What’s the difference between getting your press release covered by national news and getting it tossed in the circular file? What about the difference between attracting 100 reporters to your press conference and attracting zero? It isn’t newsworthiness (though that matters) or timeliness (though that matters, too). No, the difference between attention and no attention is the fine art of follow up.
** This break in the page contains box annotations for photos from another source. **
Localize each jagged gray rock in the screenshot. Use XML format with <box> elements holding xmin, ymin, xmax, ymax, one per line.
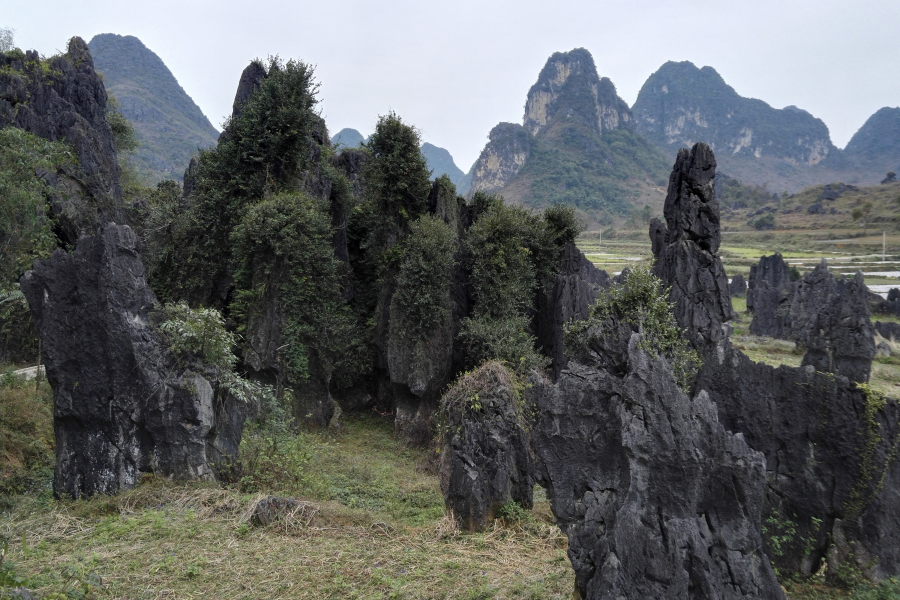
<box><xmin>650</xmin><ymin>142</ymin><xmax>734</xmax><ymax>355</ymax></box>
<box><xmin>695</xmin><ymin>344</ymin><xmax>900</xmax><ymax>580</ymax></box>
<box><xmin>875</xmin><ymin>321</ymin><xmax>900</xmax><ymax>342</ymax></box>
<box><xmin>531</xmin><ymin>332</ymin><xmax>784</xmax><ymax>600</ymax></box>
<box><xmin>21</xmin><ymin>223</ymin><xmax>247</xmax><ymax>498</ymax></box>
<box><xmin>0</xmin><ymin>37</ymin><xmax>124</xmax><ymax>244</ymax></box>
<box><xmin>385</xmin><ymin>179</ymin><xmax>461</xmax><ymax>444</ymax></box>
<box><xmin>790</xmin><ymin>259</ymin><xmax>875</xmax><ymax>382</ymax></box>
<box><xmin>651</xmin><ymin>137</ymin><xmax>900</xmax><ymax>579</ymax></box>
<box><xmin>534</xmin><ymin>243</ymin><xmax>611</xmax><ymax>379</ymax></box>
<box><xmin>231</xmin><ymin>60</ymin><xmax>266</xmax><ymax>119</ymax></box>
<box><xmin>747</xmin><ymin>252</ymin><xmax>794</xmax><ymax>339</ymax></box>
<box><xmin>439</xmin><ymin>362</ymin><xmax>534</xmax><ymax>531</ymax></box>
<box><xmin>728</xmin><ymin>273</ymin><xmax>747</xmax><ymax>298</ymax></box>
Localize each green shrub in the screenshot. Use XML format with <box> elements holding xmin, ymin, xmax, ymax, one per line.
<box><xmin>391</xmin><ymin>215</ymin><xmax>456</xmax><ymax>337</ymax></box>
<box><xmin>565</xmin><ymin>267</ymin><xmax>700</xmax><ymax>391</ymax></box>
<box><xmin>0</xmin><ymin>373</ymin><xmax>55</xmax><ymax>496</ymax></box>
<box><xmin>362</xmin><ymin>112</ymin><xmax>431</xmax><ymax>249</ymax></box>
<box><xmin>158</xmin><ymin>302</ymin><xmax>272</xmax><ymax>402</ymax></box>
<box><xmin>465</xmin><ymin>199</ymin><xmax>543</xmax><ymax>319</ymax></box>
<box><xmin>0</xmin><ymin>127</ymin><xmax>76</xmax><ymax>291</ymax></box>
<box><xmin>459</xmin><ymin>316</ymin><xmax>550</xmax><ymax>374</ymax></box>
<box><xmin>148</xmin><ymin>57</ymin><xmax>321</xmax><ymax>306</ymax></box>
<box><xmin>232</xmin><ymin>193</ymin><xmax>366</xmax><ymax>383</ymax></box>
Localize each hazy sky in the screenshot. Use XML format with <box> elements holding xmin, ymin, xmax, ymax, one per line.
<box><xmin>7</xmin><ymin>0</ymin><xmax>900</xmax><ymax>170</ymax></box>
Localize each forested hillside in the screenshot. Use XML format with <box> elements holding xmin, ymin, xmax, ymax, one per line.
<box><xmin>88</xmin><ymin>33</ymin><xmax>219</xmax><ymax>184</ymax></box>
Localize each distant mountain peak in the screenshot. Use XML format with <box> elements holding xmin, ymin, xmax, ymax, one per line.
<box><xmin>331</xmin><ymin>127</ymin><xmax>366</xmax><ymax>148</ymax></box>
<box><xmin>522</xmin><ymin>48</ymin><xmax>632</xmax><ymax>135</ymax></box>
<box><xmin>88</xmin><ymin>33</ymin><xmax>219</xmax><ymax>182</ymax></box>
<box><xmin>632</xmin><ymin>61</ymin><xmax>835</xmax><ymax>172</ymax></box>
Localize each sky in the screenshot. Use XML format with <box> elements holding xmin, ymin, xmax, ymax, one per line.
<box><xmin>0</xmin><ymin>0</ymin><xmax>900</xmax><ymax>171</ymax></box>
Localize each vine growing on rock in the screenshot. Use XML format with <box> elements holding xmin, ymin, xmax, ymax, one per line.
<box><xmin>565</xmin><ymin>267</ymin><xmax>701</xmax><ymax>391</ymax></box>
<box><xmin>460</xmin><ymin>197</ymin><xmax>580</xmax><ymax>373</ymax></box>
<box><xmin>391</xmin><ymin>215</ymin><xmax>457</xmax><ymax>337</ymax></box>
<box><xmin>232</xmin><ymin>193</ymin><xmax>365</xmax><ymax>382</ymax></box>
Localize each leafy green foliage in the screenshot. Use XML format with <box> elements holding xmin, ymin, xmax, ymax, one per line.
<box><xmin>460</xmin><ymin>199</ymin><xmax>581</xmax><ymax>373</ymax></box>
<box><xmin>159</xmin><ymin>303</ymin><xmax>237</xmax><ymax>371</ymax></box>
<box><xmin>0</xmin><ymin>27</ymin><xmax>16</xmax><ymax>52</ymax></box>
<box><xmin>158</xmin><ymin>302</ymin><xmax>272</xmax><ymax>402</ymax></box>
<box><xmin>106</xmin><ymin>94</ymin><xmax>139</xmax><ymax>154</ymax></box>
<box><xmin>565</xmin><ymin>267</ymin><xmax>700</xmax><ymax>390</ymax></box>
<box><xmin>465</xmin><ymin>199</ymin><xmax>543</xmax><ymax>319</ymax></box>
<box><xmin>232</xmin><ymin>193</ymin><xmax>365</xmax><ymax>382</ymax></box>
<box><xmin>437</xmin><ymin>360</ymin><xmax>527</xmax><ymax>432</ymax></box>
<box><xmin>148</xmin><ymin>57</ymin><xmax>321</xmax><ymax>304</ymax></box>
<box><xmin>0</xmin><ymin>127</ymin><xmax>76</xmax><ymax>360</ymax></box>
<box><xmin>459</xmin><ymin>316</ymin><xmax>550</xmax><ymax>374</ymax></box>
<box><xmin>392</xmin><ymin>215</ymin><xmax>457</xmax><ymax>337</ymax></box>
<box><xmin>363</xmin><ymin>112</ymin><xmax>431</xmax><ymax>244</ymax></box>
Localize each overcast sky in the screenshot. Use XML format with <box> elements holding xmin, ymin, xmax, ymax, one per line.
<box><xmin>7</xmin><ymin>0</ymin><xmax>900</xmax><ymax>171</ymax></box>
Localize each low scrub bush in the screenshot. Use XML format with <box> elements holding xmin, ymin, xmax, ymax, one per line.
<box><xmin>0</xmin><ymin>372</ymin><xmax>55</xmax><ymax>496</ymax></box>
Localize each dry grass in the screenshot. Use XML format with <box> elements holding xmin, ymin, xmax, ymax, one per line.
<box><xmin>0</xmin><ymin>419</ymin><xmax>574</xmax><ymax>599</ymax></box>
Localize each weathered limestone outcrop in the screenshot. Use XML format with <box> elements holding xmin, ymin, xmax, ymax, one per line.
<box><xmin>875</xmin><ymin>321</ymin><xmax>900</xmax><ymax>342</ymax></box>
<box><xmin>747</xmin><ymin>252</ymin><xmax>794</xmax><ymax>339</ymax></box>
<box><xmin>531</xmin><ymin>331</ymin><xmax>784</xmax><ymax>600</ymax></box>
<box><xmin>650</xmin><ymin>143</ymin><xmax>733</xmax><ymax>355</ymax></box>
<box><xmin>469</xmin><ymin>123</ymin><xmax>531</xmax><ymax>193</ymax></box>
<box><xmin>21</xmin><ymin>223</ymin><xmax>246</xmax><ymax>498</ymax></box>
<box><xmin>385</xmin><ymin>179</ymin><xmax>465</xmax><ymax>444</ymax></box>
<box><xmin>651</xmin><ymin>141</ymin><xmax>900</xmax><ymax>579</ymax></box>
<box><xmin>790</xmin><ymin>259</ymin><xmax>875</xmax><ymax>382</ymax></box>
<box><xmin>522</xmin><ymin>48</ymin><xmax>632</xmax><ymax>135</ymax></box>
<box><xmin>728</xmin><ymin>273</ymin><xmax>747</xmax><ymax>298</ymax></box>
<box><xmin>0</xmin><ymin>37</ymin><xmax>124</xmax><ymax>244</ymax></box>
<box><xmin>534</xmin><ymin>244</ymin><xmax>611</xmax><ymax>380</ymax></box>
<box><xmin>440</xmin><ymin>362</ymin><xmax>534</xmax><ymax>531</ymax></box>
<box><xmin>747</xmin><ymin>253</ymin><xmax>880</xmax><ymax>382</ymax></box>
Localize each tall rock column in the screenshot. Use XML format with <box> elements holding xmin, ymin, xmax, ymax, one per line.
<box><xmin>21</xmin><ymin>223</ymin><xmax>246</xmax><ymax>498</ymax></box>
<box><xmin>650</xmin><ymin>143</ymin><xmax>734</xmax><ymax>355</ymax></box>
<box><xmin>530</xmin><ymin>324</ymin><xmax>784</xmax><ymax>600</ymax></box>
<box><xmin>790</xmin><ymin>259</ymin><xmax>875</xmax><ymax>382</ymax></box>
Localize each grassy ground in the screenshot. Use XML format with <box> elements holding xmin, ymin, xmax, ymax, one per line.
<box><xmin>0</xmin><ymin>417</ymin><xmax>574</xmax><ymax>599</ymax></box>
<box><xmin>0</xmin><ymin>364</ymin><xmax>900</xmax><ymax>600</ymax></box>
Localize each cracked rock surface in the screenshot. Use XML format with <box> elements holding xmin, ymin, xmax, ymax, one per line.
<box><xmin>531</xmin><ymin>333</ymin><xmax>784</xmax><ymax>600</ymax></box>
<box><xmin>650</xmin><ymin>142</ymin><xmax>734</xmax><ymax>355</ymax></box>
<box><xmin>21</xmin><ymin>223</ymin><xmax>246</xmax><ymax>498</ymax></box>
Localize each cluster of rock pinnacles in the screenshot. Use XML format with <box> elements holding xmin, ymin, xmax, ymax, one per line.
<box><xmin>21</xmin><ymin>44</ymin><xmax>900</xmax><ymax>599</ymax></box>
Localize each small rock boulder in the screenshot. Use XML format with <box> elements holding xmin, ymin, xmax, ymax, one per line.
<box><xmin>747</xmin><ymin>253</ymin><xmax>793</xmax><ymax>339</ymax></box>
<box><xmin>790</xmin><ymin>259</ymin><xmax>875</xmax><ymax>382</ymax></box>
<box><xmin>440</xmin><ymin>361</ymin><xmax>534</xmax><ymax>531</ymax></box>
<box><xmin>650</xmin><ymin>142</ymin><xmax>734</xmax><ymax>355</ymax></box>
<box><xmin>728</xmin><ymin>273</ymin><xmax>747</xmax><ymax>298</ymax></box>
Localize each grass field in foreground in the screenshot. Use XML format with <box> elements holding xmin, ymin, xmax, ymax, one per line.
<box><xmin>0</xmin><ymin>376</ymin><xmax>900</xmax><ymax>600</ymax></box>
<box><xmin>0</xmin><ymin>417</ymin><xmax>574</xmax><ymax>599</ymax></box>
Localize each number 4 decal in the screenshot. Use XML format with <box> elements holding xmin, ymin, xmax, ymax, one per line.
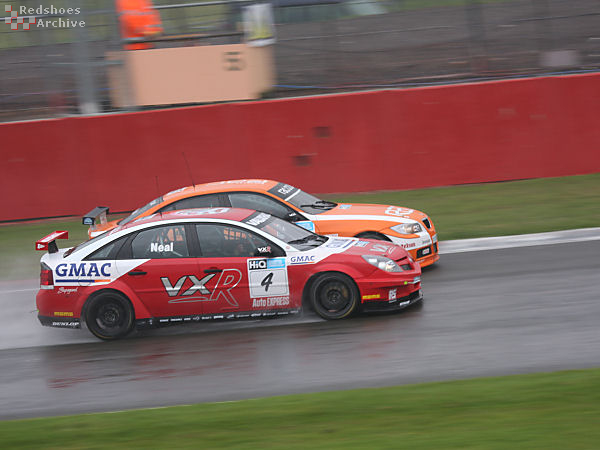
<box><xmin>248</xmin><ymin>258</ymin><xmax>290</xmax><ymax>298</ymax></box>
<box><xmin>260</xmin><ymin>272</ymin><xmax>273</xmax><ymax>292</ymax></box>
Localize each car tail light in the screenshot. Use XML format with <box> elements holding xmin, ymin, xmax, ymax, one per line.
<box><xmin>40</xmin><ymin>263</ymin><xmax>54</xmax><ymax>289</ymax></box>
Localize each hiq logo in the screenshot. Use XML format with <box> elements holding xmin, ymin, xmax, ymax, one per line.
<box><xmin>248</xmin><ymin>258</ymin><xmax>285</xmax><ymax>270</ymax></box>
<box><xmin>4</xmin><ymin>5</ymin><xmax>35</xmax><ymax>30</ymax></box>
<box><xmin>290</xmin><ymin>255</ymin><xmax>315</xmax><ymax>264</ymax></box>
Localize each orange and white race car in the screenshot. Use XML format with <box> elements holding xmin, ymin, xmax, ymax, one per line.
<box><xmin>83</xmin><ymin>180</ymin><xmax>439</xmax><ymax>266</ymax></box>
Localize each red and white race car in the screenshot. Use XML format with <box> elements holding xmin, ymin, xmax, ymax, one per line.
<box><xmin>36</xmin><ymin>208</ymin><xmax>423</xmax><ymax>339</ymax></box>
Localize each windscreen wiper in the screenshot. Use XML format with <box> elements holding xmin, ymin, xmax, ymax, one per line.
<box><xmin>288</xmin><ymin>234</ymin><xmax>327</xmax><ymax>245</ymax></box>
<box><xmin>300</xmin><ymin>200</ymin><xmax>337</xmax><ymax>209</ymax></box>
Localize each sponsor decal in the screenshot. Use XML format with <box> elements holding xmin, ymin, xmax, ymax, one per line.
<box><xmin>165</xmin><ymin>187</ymin><xmax>187</xmax><ymax>197</ymax></box>
<box><xmin>325</xmin><ymin>238</ymin><xmax>354</xmax><ymax>248</ymax></box>
<box><xmin>175</xmin><ymin>208</ymin><xmax>229</xmax><ymax>218</ymax></box>
<box><xmin>294</xmin><ymin>220</ymin><xmax>315</xmax><ymax>233</ymax></box>
<box><xmin>150</xmin><ymin>242</ymin><xmax>173</xmax><ymax>253</ymax></box>
<box><xmin>52</xmin><ymin>322</ymin><xmax>79</xmax><ymax>328</ymax></box>
<box><xmin>54</xmin><ymin>262</ymin><xmax>112</xmax><ymax>282</ymax></box>
<box><xmin>252</xmin><ymin>295</ymin><xmax>290</xmax><ymax>308</ymax></box>
<box><xmin>385</xmin><ymin>206</ymin><xmax>415</xmax><ymax>216</ymax></box>
<box><xmin>160</xmin><ymin>269</ymin><xmax>242</xmax><ymax>307</ymax></box>
<box><xmin>290</xmin><ymin>255</ymin><xmax>317</xmax><ymax>264</ymax></box>
<box><xmin>209</xmin><ymin>180</ymin><xmax>268</xmax><ymax>184</ymax></box>
<box><xmin>56</xmin><ymin>286</ymin><xmax>79</xmax><ymax>295</ymax></box>
<box><xmin>370</xmin><ymin>244</ymin><xmax>391</xmax><ymax>253</ymax></box>
<box><xmin>277</xmin><ymin>184</ymin><xmax>294</xmax><ymax>195</ymax></box>
<box><xmin>269</xmin><ymin>183</ymin><xmax>296</xmax><ymax>199</ymax></box>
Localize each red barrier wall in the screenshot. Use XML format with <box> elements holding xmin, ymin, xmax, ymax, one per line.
<box><xmin>0</xmin><ymin>74</ymin><xmax>600</xmax><ymax>221</ymax></box>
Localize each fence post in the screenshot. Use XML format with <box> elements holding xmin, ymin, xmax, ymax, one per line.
<box><xmin>71</xmin><ymin>0</ymin><xmax>100</xmax><ymax>114</ymax></box>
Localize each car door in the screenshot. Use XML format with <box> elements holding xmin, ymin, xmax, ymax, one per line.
<box><xmin>117</xmin><ymin>223</ymin><xmax>209</xmax><ymax>318</ymax></box>
<box><xmin>196</xmin><ymin>223</ymin><xmax>289</xmax><ymax>316</ymax></box>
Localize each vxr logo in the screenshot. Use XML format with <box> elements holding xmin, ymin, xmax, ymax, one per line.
<box><xmin>160</xmin><ymin>269</ymin><xmax>242</xmax><ymax>306</ymax></box>
<box><xmin>4</xmin><ymin>5</ymin><xmax>35</xmax><ymax>30</ymax></box>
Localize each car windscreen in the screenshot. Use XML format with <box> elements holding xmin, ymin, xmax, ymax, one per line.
<box><xmin>269</xmin><ymin>183</ymin><xmax>337</xmax><ymax>214</ymax></box>
<box><xmin>119</xmin><ymin>197</ymin><xmax>163</xmax><ymax>225</ymax></box>
<box><xmin>244</xmin><ymin>212</ymin><xmax>328</xmax><ymax>251</ymax></box>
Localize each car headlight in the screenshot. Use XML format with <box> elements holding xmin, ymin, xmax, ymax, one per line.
<box><xmin>363</xmin><ymin>255</ymin><xmax>402</xmax><ymax>272</ymax></box>
<box><xmin>390</xmin><ymin>223</ymin><xmax>423</xmax><ymax>234</ymax></box>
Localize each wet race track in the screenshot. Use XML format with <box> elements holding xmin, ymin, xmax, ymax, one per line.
<box><xmin>0</xmin><ymin>240</ymin><xmax>600</xmax><ymax>419</ymax></box>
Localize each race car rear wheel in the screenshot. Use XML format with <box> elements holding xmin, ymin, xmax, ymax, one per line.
<box><xmin>85</xmin><ymin>292</ymin><xmax>134</xmax><ymax>341</ymax></box>
<box><xmin>310</xmin><ymin>273</ymin><xmax>359</xmax><ymax>320</ymax></box>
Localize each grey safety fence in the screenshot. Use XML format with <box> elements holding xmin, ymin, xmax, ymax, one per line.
<box><xmin>0</xmin><ymin>0</ymin><xmax>600</xmax><ymax>121</ymax></box>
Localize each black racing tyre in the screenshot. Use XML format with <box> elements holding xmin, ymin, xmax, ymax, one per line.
<box><xmin>310</xmin><ymin>272</ymin><xmax>360</xmax><ymax>320</ymax></box>
<box><xmin>354</xmin><ymin>231</ymin><xmax>390</xmax><ymax>242</ymax></box>
<box><xmin>85</xmin><ymin>292</ymin><xmax>134</xmax><ymax>341</ymax></box>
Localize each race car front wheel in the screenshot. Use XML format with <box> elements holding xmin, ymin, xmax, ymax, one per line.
<box><xmin>310</xmin><ymin>273</ymin><xmax>359</xmax><ymax>320</ymax></box>
<box><xmin>85</xmin><ymin>292</ymin><xmax>133</xmax><ymax>341</ymax></box>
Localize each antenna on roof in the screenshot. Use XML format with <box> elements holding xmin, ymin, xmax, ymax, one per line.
<box><xmin>154</xmin><ymin>175</ymin><xmax>162</xmax><ymax>217</ymax></box>
<box><xmin>181</xmin><ymin>152</ymin><xmax>196</xmax><ymax>187</ymax></box>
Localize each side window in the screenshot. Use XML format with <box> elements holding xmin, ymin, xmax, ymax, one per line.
<box><xmin>196</xmin><ymin>223</ymin><xmax>272</xmax><ymax>258</ymax></box>
<box><xmin>131</xmin><ymin>224</ymin><xmax>190</xmax><ymax>259</ymax></box>
<box><xmin>85</xmin><ymin>236</ymin><xmax>128</xmax><ymax>261</ymax></box>
<box><xmin>229</xmin><ymin>192</ymin><xmax>292</xmax><ymax>219</ymax></box>
<box><xmin>160</xmin><ymin>194</ymin><xmax>227</xmax><ymax>212</ymax></box>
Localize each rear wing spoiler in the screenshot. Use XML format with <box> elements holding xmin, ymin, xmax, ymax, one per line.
<box><xmin>82</xmin><ymin>206</ymin><xmax>108</xmax><ymax>231</ymax></box>
<box><xmin>35</xmin><ymin>231</ymin><xmax>69</xmax><ymax>253</ymax></box>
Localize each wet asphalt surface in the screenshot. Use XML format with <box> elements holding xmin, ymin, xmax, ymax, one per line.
<box><xmin>0</xmin><ymin>241</ymin><xmax>600</xmax><ymax>420</ymax></box>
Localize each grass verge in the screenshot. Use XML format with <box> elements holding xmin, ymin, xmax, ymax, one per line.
<box><xmin>0</xmin><ymin>369</ymin><xmax>600</xmax><ymax>450</ymax></box>
<box><xmin>0</xmin><ymin>174</ymin><xmax>600</xmax><ymax>280</ymax></box>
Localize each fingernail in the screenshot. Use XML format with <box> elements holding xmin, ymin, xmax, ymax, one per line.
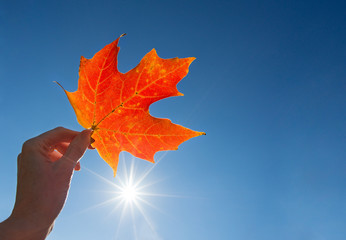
<box><xmin>88</xmin><ymin>144</ymin><xmax>95</xmax><ymax>149</ymax></box>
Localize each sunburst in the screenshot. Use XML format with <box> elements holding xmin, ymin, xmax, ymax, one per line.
<box><xmin>80</xmin><ymin>154</ymin><xmax>182</xmax><ymax>239</ymax></box>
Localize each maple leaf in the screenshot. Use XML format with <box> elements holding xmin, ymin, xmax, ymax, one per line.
<box><xmin>59</xmin><ymin>34</ymin><xmax>205</xmax><ymax>175</ymax></box>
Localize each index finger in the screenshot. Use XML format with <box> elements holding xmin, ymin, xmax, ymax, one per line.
<box><xmin>37</xmin><ymin>127</ymin><xmax>79</xmax><ymax>146</ymax></box>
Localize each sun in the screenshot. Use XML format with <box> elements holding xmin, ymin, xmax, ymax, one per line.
<box><xmin>120</xmin><ymin>184</ymin><xmax>139</xmax><ymax>203</ymax></box>
<box><xmin>84</xmin><ymin>155</ymin><xmax>183</xmax><ymax>239</ymax></box>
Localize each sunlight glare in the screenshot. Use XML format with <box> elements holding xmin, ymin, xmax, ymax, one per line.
<box><xmin>121</xmin><ymin>185</ymin><xmax>138</xmax><ymax>202</ymax></box>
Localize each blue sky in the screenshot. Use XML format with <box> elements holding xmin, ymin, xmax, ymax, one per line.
<box><xmin>0</xmin><ymin>0</ymin><xmax>346</xmax><ymax>240</ymax></box>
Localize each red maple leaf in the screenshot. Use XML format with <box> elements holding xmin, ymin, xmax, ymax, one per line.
<box><xmin>57</xmin><ymin>34</ymin><xmax>205</xmax><ymax>175</ymax></box>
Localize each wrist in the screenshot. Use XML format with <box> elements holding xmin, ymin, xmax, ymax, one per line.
<box><xmin>0</xmin><ymin>216</ymin><xmax>54</xmax><ymax>240</ymax></box>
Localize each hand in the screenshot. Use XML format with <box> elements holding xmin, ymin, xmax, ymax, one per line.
<box><xmin>0</xmin><ymin>127</ymin><xmax>92</xmax><ymax>240</ymax></box>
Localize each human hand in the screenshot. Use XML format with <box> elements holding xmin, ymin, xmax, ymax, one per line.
<box><xmin>0</xmin><ymin>127</ymin><xmax>92</xmax><ymax>240</ymax></box>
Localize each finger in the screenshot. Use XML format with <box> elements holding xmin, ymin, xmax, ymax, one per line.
<box><xmin>49</xmin><ymin>151</ymin><xmax>63</xmax><ymax>162</ymax></box>
<box><xmin>74</xmin><ymin>162</ymin><xmax>80</xmax><ymax>171</ymax></box>
<box><xmin>37</xmin><ymin>127</ymin><xmax>79</xmax><ymax>146</ymax></box>
<box><xmin>59</xmin><ymin>129</ymin><xmax>92</xmax><ymax>169</ymax></box>
<box><xmin>54</xmin><ymin>142</ymin><xmax>70</xmax><ymax>154</ymax></box>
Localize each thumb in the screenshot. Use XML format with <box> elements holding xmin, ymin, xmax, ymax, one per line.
<box><xmin>58</xmin><ymin>129</ymin><xmax>92</xmax><ymax>169</ymax></box>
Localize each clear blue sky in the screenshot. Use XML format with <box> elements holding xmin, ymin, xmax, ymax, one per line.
<box><xmin>0</xmin><ymin>0</ymin><xmax>346</xmax><ymax>240</ymax></box>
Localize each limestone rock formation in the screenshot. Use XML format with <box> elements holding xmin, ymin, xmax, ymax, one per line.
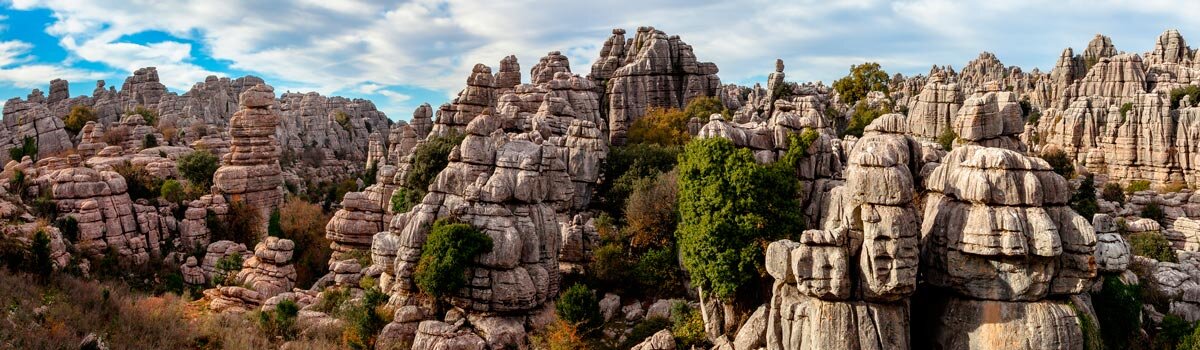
<box><xmin>212</xmin><ymin>85</ymin><xmax>283</xmax><ymax>218</ymax></box>
<box><xmin>589</xmin><ymin>26</ymin><xmax>721</xmax><ymax>145</ymax></box>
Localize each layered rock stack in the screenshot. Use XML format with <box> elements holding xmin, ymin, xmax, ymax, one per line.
<box><xmin>372</xmin><ymin>115</ymin><xmax>568</xmax><ymax>348</ymax></box>
<box><xmin>914</xmin><ymin>145</ymin><xmax>1097</xmax><ymax>349</ymax></box>
<box><xmin>908</xmin><ymin>72</ymin><xmax>964</xmax><ymax>140</ymax></box>
<box><xmin>236</xmin><ymin>237</ymin><xmax>296</xmax><ymax>300</ymax></box>
<box><xmin>952</xmin><ymin>84</ymin><xmax>1026</xmax><ymax>152</ymax></box>
<box><xmin>212</xmin><ymin>85</ymin><xmax>283</xmax><ymax>218</ymax></box>
<box><xmin>753</xmin><ymin>115</ymin><xmax>922</xmax><ymax>349</ymax></box>
<box><xmin>589</xmin><ymin>26</ymin><xmax>721</xmax><ymax>145</ymax></box>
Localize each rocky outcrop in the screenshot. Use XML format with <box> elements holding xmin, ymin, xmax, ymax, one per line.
<box><xmin>916</xmin><ymin>144</ymin><xmax>1097</xmax><ymax>349</ymax></box>
<box><xmin>589</xmin><ymin>26</ymin><xmax>721</xmax><ymax>145</ymax></box>
<box><xmin>212</xmin><ymin>85</ymin><xmax>283</xmax><ymax>218</ymax></box>
<box><xmin>236</xmin><ymin>237</ymin><xmax>296</xmax><ymax>300</ymax></box>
Put yourself in a journalist’s well-worn shoes. She’s a city reporter working on a piece about city hall for tomorrow’s paper, while simultaneously tracking down a lead in a corruption scandal, and still attempting to leave work in time for her daughter’s soccer game. And during the usual commotion, unsolicited press releases land in her inbox at a rate of almost 100 per day. When she sees yours, she might scan the lead paragraph and think “Hmm. That looks interesting,” but then the phone rings and her attention is diverted back to that seedy scandal down at the Department of Transportation office. She never gives your newsworthy story a second thought.
That is, until you call two days later to make sure she received your release. Upon hearing your voice and your short pitch – “That’s right!” – she remembers your story. The result? You followed up and gained valuable coverage for your client, product, or cause.
But not so fast. There are rules for follow up with journalists, and if a PR pro consistently breaks them, she may find herself out in the cold and her company out of the limelight. To follow up with journalists:
Keep it Snappy – Your follow-up phone call should last three to four minutes tops. If you’re new at this or tend to ramble, write a short script and stick to it. Introduce yourself, remind the journalist in a few short sentences why you’re calling, and ask if they’re interested in covering the story. If they say no, either hang up politely or ask if they would be interested in news from you in the future. (A reporter will almost always say yes, but she might also direct you to a colleague who may be more interested in your news.)
Be Prepared – The journalist you are following up with may very well be interested in your story. In fact, she’s interested right now. When you make your follow up call, be prepared to answer questions, provide quotes and facts, and put her in touch with other leads.
Don’t Sell – PR pros can be tempted to explain why their company is the best in town or why their story is the next big news. Avoid this temptation. Journalists hear that every day, and even the best sales pitch will not persuade them if they’ve already determined that the story is not a fit. Instead of trying to sell your journalist a story that does not interest her, make more news and try again another day.
As you continue to follow up with reporters, you will learn their idiosyncrasies. A feature writer contact might like to chat, for example, while a sports writer contact may snap your head off if you ever dare to call on a Monday. Until then, follow the rules of the fine art of follow up and watch your press releases transform into news stories.
This article is written by Mickie Kennedy, founder of eReleases (https://www.ereleases.com), the online leader in affordable press release distribution. To subscribe to PR Fuel, visit: https://www.ereleases.com/prfuel/subscribe/.
Not sure I agree. If everyone who sent out those 100
press releases made a short call, the journo would
have no time for anything else!
I tend to limit follow ups to those releases which I
know are a strong relevant lead or to those journos
With whom I have a particulaly good relationship.